R: read.csv importing the letter i as NA





Pretty simple question (I think). I'm trying to import a .csv file into R, from an experiment in which people respond by either pushing the "e" or the "i" key. In testing it, I responded only in with the "i" key, so the response variable in the data set is basically a list of "i"s (without the quotation marks). When I try and import the data into R:

noload=read.csv("~/Desktop/eprime check no load.csv", na.strings = "")

the response variable comes out all NAs. When I try it with all "e"s, or a mixture of "e" and "i", it works fine.

What is is about the letter i that makes R treat it as NA (n.b. it does this even without the na.strings = "" part)?

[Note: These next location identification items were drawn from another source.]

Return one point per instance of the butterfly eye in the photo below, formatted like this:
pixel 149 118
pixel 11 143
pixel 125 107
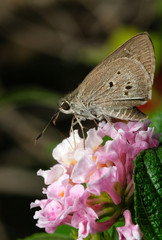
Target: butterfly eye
pixel 65 106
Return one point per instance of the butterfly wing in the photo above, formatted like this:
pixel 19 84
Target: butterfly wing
pixel 124 79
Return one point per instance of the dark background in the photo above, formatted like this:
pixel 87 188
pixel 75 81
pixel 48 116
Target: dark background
pixel 47 47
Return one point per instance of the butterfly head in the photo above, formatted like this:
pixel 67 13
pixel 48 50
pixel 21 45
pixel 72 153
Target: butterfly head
pixel 65 106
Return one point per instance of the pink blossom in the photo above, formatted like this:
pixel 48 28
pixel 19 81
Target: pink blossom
pixel 129 231
pixel 89 183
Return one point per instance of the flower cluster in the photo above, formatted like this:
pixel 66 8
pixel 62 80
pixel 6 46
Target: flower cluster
pixel 93 182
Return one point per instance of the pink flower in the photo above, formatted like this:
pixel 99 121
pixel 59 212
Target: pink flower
pixel 129 231
pixel 90 183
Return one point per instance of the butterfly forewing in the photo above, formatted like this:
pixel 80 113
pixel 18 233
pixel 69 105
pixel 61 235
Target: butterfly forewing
pixel 127 74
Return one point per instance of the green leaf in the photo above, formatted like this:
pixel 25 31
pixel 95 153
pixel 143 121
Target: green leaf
pixel 148 193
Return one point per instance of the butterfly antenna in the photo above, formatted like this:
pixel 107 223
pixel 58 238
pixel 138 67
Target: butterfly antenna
pixel 53 119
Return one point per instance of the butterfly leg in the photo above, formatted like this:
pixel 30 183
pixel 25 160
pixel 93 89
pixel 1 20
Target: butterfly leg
pixel 73 123
pixel 82 129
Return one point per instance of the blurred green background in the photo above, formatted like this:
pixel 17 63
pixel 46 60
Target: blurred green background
pixel 47 47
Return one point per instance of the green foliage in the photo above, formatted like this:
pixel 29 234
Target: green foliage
pixel 148 193
pixel 62 233
pixel 27 96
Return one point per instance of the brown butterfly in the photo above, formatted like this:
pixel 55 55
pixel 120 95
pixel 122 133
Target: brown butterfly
pixel 114 88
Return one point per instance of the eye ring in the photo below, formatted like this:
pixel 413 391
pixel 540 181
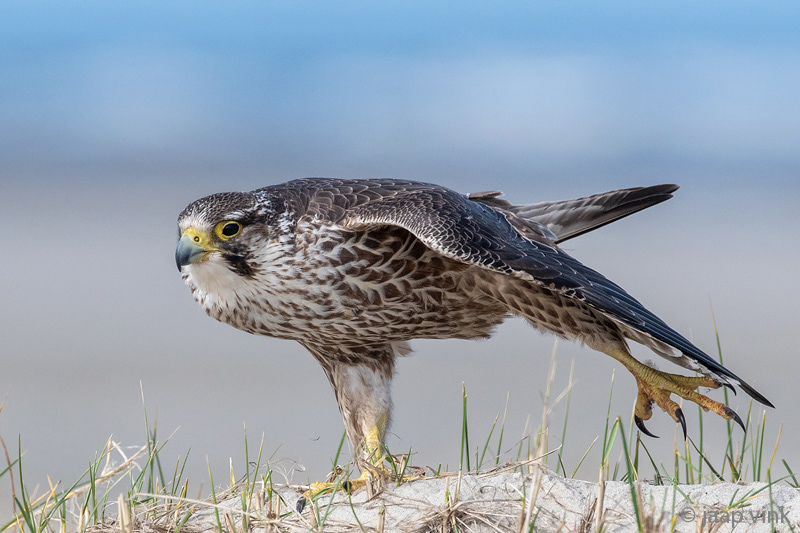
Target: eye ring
pixel 227 229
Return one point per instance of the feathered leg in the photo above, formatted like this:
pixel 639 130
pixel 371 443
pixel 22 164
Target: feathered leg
pixel 363 392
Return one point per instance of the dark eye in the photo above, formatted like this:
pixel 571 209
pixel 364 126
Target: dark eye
pixel 227 229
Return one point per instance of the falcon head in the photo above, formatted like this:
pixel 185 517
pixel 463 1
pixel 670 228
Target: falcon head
pixel 230 230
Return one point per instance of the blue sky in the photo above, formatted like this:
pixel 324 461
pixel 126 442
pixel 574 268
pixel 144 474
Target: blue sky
pixel 114 116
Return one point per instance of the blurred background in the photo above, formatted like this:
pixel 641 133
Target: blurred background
pixel 114 116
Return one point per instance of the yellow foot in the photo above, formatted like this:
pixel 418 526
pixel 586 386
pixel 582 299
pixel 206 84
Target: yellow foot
pixel 375 475
pixel 657 387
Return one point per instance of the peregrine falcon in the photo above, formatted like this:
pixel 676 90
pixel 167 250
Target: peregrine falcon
pixel 354 269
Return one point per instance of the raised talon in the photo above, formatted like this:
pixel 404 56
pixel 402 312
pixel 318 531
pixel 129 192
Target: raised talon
pixel 640 424
pixel 682 420
pixel 658 387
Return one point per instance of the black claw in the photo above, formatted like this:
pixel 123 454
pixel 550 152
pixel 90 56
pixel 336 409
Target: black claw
pixel 682 420
pixel 640 424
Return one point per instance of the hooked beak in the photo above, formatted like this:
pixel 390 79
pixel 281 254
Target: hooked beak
pixel 193 247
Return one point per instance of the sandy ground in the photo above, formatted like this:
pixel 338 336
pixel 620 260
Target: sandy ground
pixel 494 502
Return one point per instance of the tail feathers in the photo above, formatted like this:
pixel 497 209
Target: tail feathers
pixel 571 218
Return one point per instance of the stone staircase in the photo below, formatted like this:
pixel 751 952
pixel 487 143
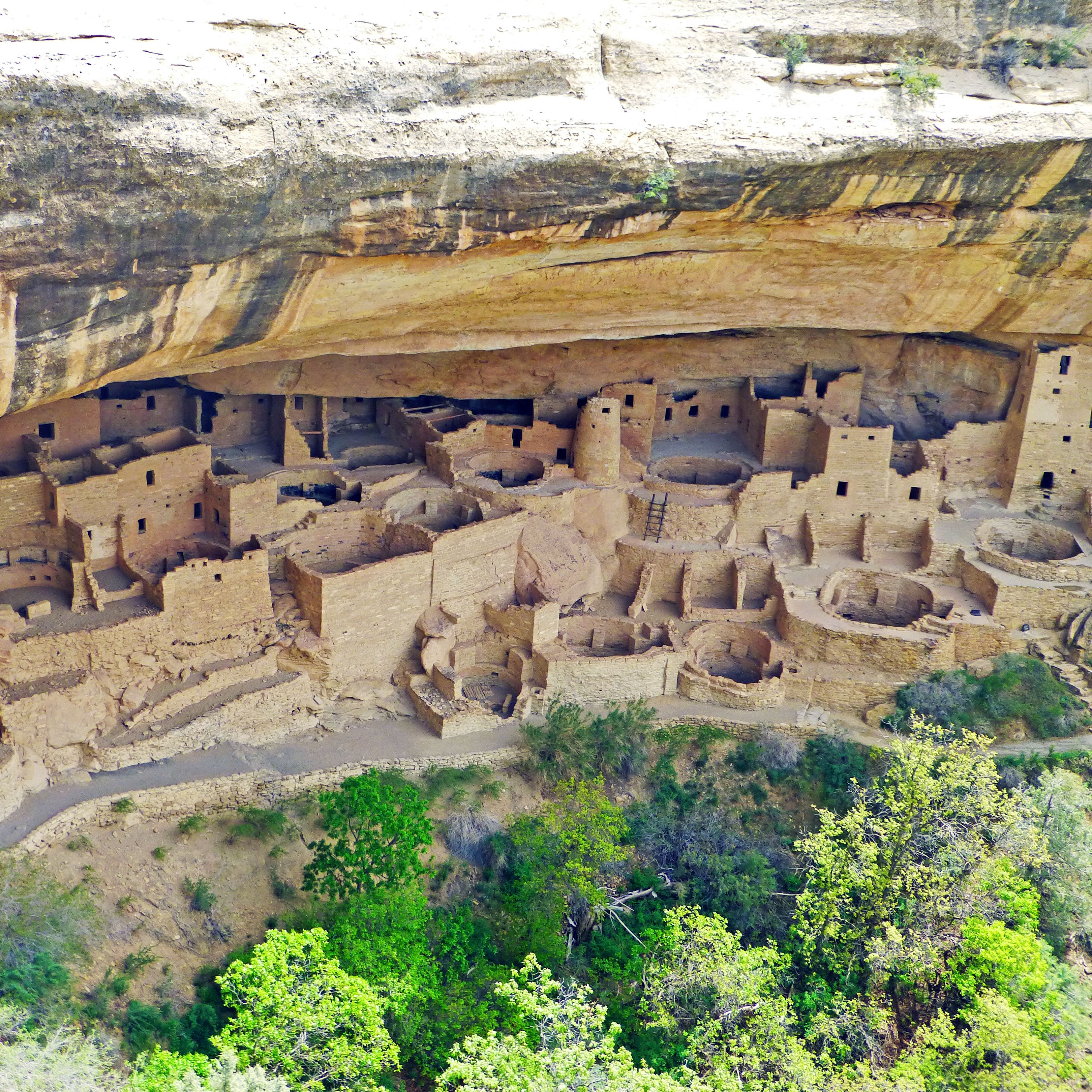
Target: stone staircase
pixel 247 701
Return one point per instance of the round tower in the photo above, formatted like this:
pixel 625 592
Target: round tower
pixel 598 443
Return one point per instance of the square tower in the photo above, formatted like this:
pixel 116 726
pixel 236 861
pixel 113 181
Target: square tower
pixel 1049 450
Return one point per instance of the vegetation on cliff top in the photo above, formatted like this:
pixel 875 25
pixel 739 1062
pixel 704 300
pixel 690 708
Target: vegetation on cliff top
pixel 755 916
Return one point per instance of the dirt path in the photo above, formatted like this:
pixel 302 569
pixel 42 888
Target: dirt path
pixel 405 737
pixel 367 741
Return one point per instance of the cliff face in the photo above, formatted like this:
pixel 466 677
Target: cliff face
pixel 184 195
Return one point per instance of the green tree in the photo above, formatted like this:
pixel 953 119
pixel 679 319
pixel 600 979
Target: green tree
pixel 1064 804
pixel 725 1000
pixel 565 1048
pixel 576 847
pixel 225 1076
pixel 885 906
pixel 302 1017
pixel 44 927
pixel 378 825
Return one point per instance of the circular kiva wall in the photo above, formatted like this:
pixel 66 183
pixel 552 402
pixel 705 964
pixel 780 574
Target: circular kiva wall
pixel 879 599
pixel 1031 550
pixel 730 664
pixel 685 470
pixel 511 469
pixel 437 509
pixel 376 455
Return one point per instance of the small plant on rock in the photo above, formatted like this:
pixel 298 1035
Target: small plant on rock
pixel 658 185
pixel 192 825
pixel 199 893
pixel 795 47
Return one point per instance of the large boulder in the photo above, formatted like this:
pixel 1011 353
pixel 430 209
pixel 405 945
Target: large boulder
pixel 555 565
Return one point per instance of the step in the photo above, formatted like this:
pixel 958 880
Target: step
pixel 251 714
pixel 203 685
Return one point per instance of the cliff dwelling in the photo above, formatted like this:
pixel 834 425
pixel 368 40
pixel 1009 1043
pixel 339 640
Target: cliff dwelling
pixel 445 397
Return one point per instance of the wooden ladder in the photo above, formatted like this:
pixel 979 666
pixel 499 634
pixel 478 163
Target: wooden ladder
pixel 655 521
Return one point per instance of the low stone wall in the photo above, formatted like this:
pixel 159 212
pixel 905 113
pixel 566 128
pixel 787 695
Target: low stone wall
pixel 225 794
pixel 255 719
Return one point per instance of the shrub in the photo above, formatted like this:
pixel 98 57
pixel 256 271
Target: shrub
pixel 44 927
pixel 469 836
pixel 199 893
pixel 795 49
pixel 918 83
pixel 658 185
pixel 781 752
pixel 261 824
pixel 1018 687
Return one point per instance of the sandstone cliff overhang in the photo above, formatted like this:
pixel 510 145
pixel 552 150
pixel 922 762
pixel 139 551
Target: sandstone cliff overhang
pixel 184 192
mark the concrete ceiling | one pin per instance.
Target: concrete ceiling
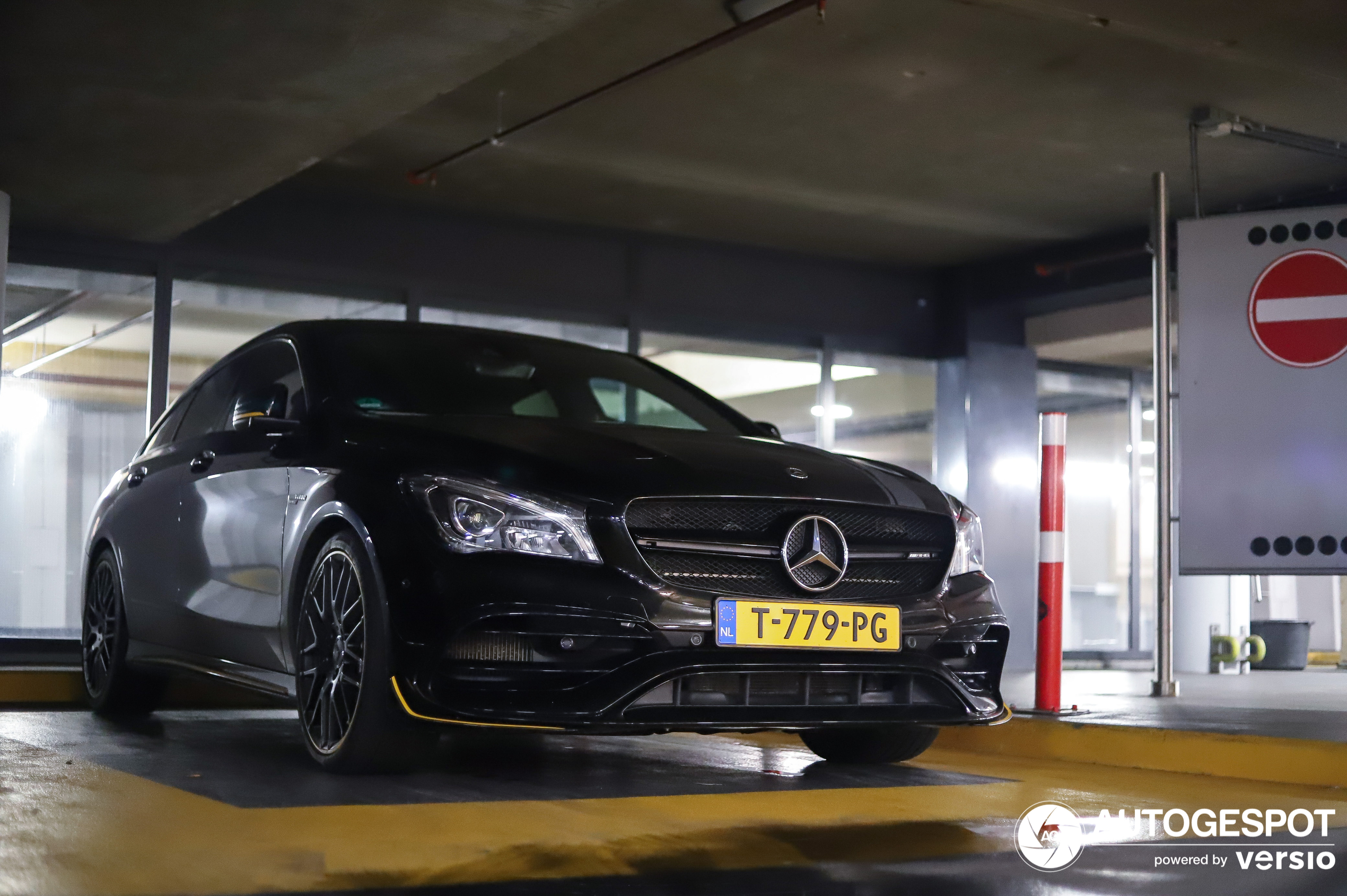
(145, 119)
(922, 133)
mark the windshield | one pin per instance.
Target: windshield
(441, 371)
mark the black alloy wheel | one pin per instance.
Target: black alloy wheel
(111, 685)
(861, 745)
(101, 628)
(349, 715)
(332, 650)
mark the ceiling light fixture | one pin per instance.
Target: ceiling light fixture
(426, 174)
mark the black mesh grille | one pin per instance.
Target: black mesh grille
(764, 522)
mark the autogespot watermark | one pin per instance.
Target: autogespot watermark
(1051, 836)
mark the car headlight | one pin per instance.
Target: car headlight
(482, 516)
(967, 539)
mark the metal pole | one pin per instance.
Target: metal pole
(1134, 511)
(4, 255)
(1164, 683)
(825, 427)
(156, 394)
(1194, 169)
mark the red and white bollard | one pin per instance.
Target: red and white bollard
(1053, 554)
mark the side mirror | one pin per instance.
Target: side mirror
(768, 429)
(268, 425)
(263, 411)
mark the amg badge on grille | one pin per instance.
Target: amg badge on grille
(815, 553)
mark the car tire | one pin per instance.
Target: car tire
(856, 745)
(351, 718)
(112, 688)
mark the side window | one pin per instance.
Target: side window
(268, 384)
(169, 426)
(209, 410)
(624, 403)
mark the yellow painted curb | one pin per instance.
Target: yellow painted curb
(41, 686)
(1263, 759)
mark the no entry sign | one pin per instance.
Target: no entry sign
(1261, 472)
(1298, 309)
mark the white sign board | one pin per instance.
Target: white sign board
(1261, 419)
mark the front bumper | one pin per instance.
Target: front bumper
(647, 674)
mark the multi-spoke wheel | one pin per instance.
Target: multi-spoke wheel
(332, 650)
(344, 671)
(882, 744)
(111, 685)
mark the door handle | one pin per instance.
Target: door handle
(203, 462)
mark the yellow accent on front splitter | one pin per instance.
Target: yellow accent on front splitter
(458, 721)
(81, 829)
(41, 686)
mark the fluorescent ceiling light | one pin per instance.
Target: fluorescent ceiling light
(728, 376)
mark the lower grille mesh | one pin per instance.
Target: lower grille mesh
(764, 524)
(492, 647)
(799, 689)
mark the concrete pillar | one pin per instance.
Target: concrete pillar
(1201, 601)
(156, 394)
(986, 453)
(1316, 600)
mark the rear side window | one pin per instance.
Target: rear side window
(268, 383)
(209, 407)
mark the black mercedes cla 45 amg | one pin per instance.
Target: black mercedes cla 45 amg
(408, 529)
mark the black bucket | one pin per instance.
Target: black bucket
(1287, 640)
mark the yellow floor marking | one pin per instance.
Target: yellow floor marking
(84, 829)
(1276, 759)
(41, 686)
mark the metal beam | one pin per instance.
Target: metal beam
(41, 317)
(426, 174)
(1134, 511)
(156, 394)
(81, 344)
(1219, 123)
(1164, 683)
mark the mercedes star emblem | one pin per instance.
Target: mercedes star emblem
(815, 553)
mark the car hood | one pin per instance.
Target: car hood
(615, 464)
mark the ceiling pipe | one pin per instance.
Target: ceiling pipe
(84, 342)
(426, 174)
(41, 317)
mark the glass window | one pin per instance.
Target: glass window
(452, 371)
(884, 410)
(772, 383)
(268, 383)
(644, 409)
(166, 432)
(1098, 565)
(597, 336)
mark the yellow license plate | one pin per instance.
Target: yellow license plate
(847, 627)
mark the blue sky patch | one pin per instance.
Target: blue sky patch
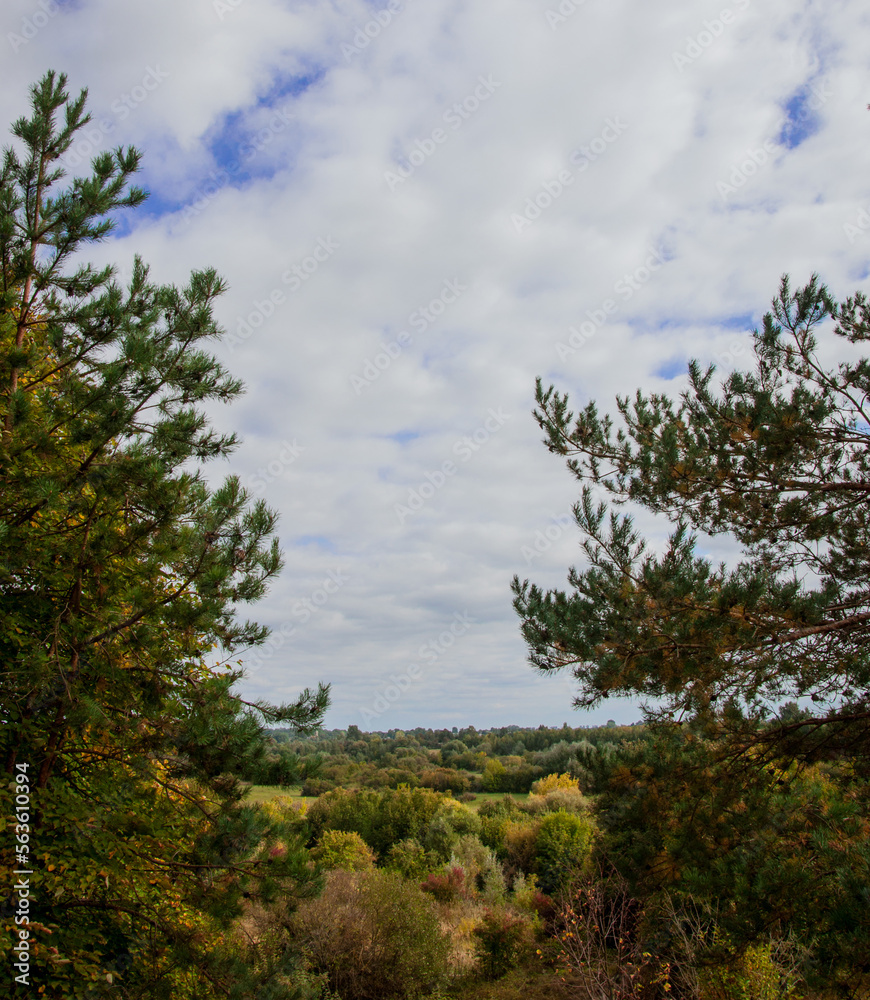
(321, 541)
(671, 369)
(802, 120)
(403, 437)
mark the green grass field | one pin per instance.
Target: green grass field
(262, 793)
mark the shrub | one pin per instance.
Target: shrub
(553, 781)
(521, 844)
(562, 848)
(445, 779)
(471, 854)
(382, 817)
(502, 938)
(450, 823)
(343, 849)
(447, 886)
(317, 786)
(374, 935)
(409, 858)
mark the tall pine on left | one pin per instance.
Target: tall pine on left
(120, 574)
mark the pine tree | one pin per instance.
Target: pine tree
(751, 799)
(779, 459)
(121, 572)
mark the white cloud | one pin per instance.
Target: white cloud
(253, 194)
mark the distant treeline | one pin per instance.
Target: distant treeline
(508, 759)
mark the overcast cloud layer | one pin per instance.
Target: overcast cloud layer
(417, 206)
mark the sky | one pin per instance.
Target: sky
(418, 208)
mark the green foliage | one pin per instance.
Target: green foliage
(563, 845)
(345, 850)
(410, 859)
(778, 458)
(502, 938)
(756, 976)
(381, 817)
(767, 848)
(121, 570)
(747, 800)
(375, 936)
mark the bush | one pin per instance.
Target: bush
(342, 849)
(553, 781)
(374, 935)
(502, 938)
(521, 844)
(445, 779)
(382, 817)
(317, 786)
(447, 886)
(562, 848)
(409, 858)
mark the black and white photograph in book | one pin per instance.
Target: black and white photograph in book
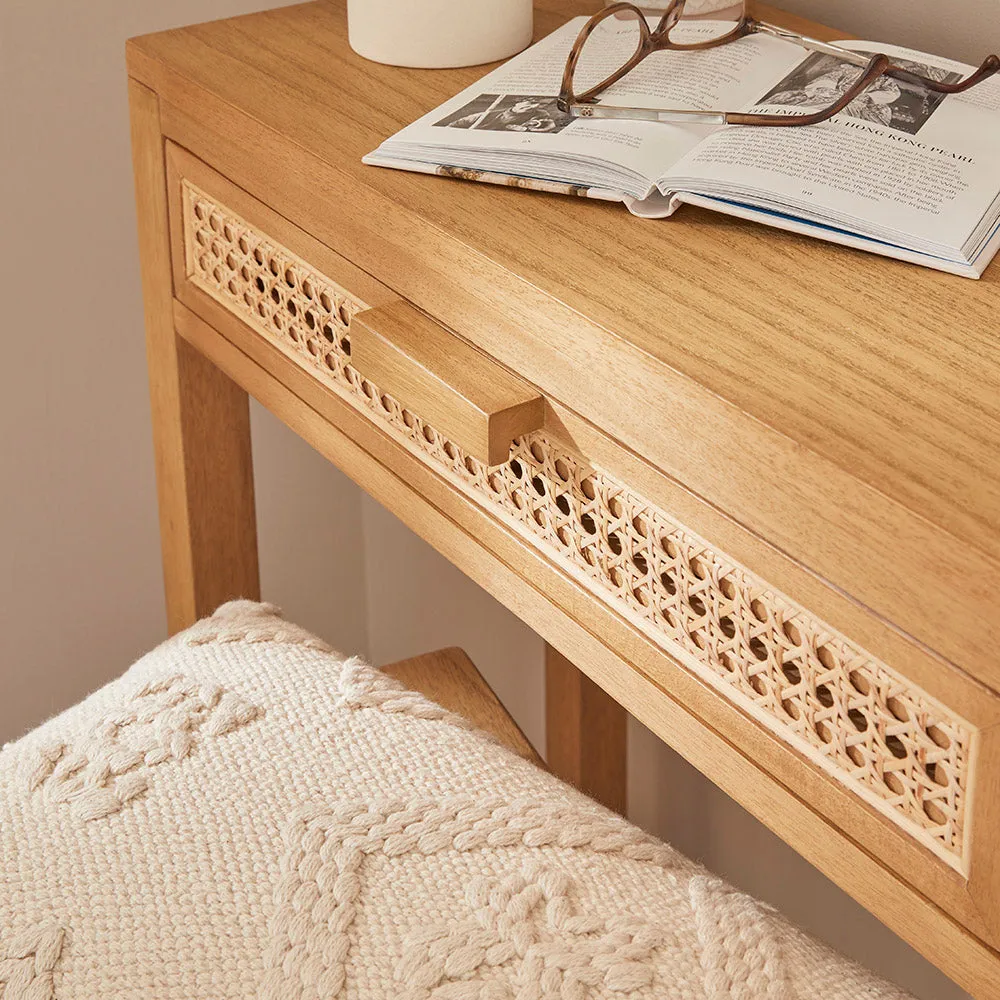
(509, 113)
(820, 79)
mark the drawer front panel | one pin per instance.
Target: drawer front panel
(865, 725)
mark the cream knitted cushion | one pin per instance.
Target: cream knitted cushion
(246, 814)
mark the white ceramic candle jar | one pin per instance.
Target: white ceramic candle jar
(437, 34)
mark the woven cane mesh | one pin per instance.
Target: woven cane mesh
(865, 725)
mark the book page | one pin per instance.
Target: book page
(902, 162)
(514, 109)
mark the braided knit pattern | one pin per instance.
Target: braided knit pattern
(28, 961)
(361, 686)
(246, 814)
(316, 899)
(528, 922)
(110, 767)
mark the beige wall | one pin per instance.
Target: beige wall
(80, 588)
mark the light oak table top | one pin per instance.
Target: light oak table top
(762, 507)
(842, 405)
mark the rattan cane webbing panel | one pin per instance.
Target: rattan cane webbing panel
(864, 724)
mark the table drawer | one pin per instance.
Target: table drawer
(904, 767)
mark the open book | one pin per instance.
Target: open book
(903, 171)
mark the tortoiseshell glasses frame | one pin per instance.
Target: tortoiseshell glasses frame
(658, 39)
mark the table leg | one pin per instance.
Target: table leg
(201, 419)
(584, 733)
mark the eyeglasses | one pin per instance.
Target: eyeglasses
(616, 39)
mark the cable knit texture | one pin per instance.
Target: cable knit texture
(246, 813)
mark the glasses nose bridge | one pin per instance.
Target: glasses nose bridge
(670, 17)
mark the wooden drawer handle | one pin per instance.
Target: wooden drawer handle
(460, 392)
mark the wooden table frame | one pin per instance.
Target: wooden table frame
(204, 361)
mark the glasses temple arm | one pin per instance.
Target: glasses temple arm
(990, 66)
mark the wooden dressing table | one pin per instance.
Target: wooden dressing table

Thanks in advance for any help.

1 Answers

When you ask R to read in a table without specifying data types for the columns, it will try to "guess" the data types. In this case, it guesses "complex" for the data type. For example, if you had datafile.csv with contents


and you do:

df = read.csv("datafile.csv", header = TRUE, na.strings = "")

you'll get

[1] "complex"

R interprets the i as the purely imaginary value. To fix this simply specify the data types with colClass, like so:

df = read.csv("datafile.csv", header = TRUE, na.strings = "", colClass = "factor")

or replace factor with whatever you want. It's good practice usually to specify data types up front like this so you don't run into confusing errors later.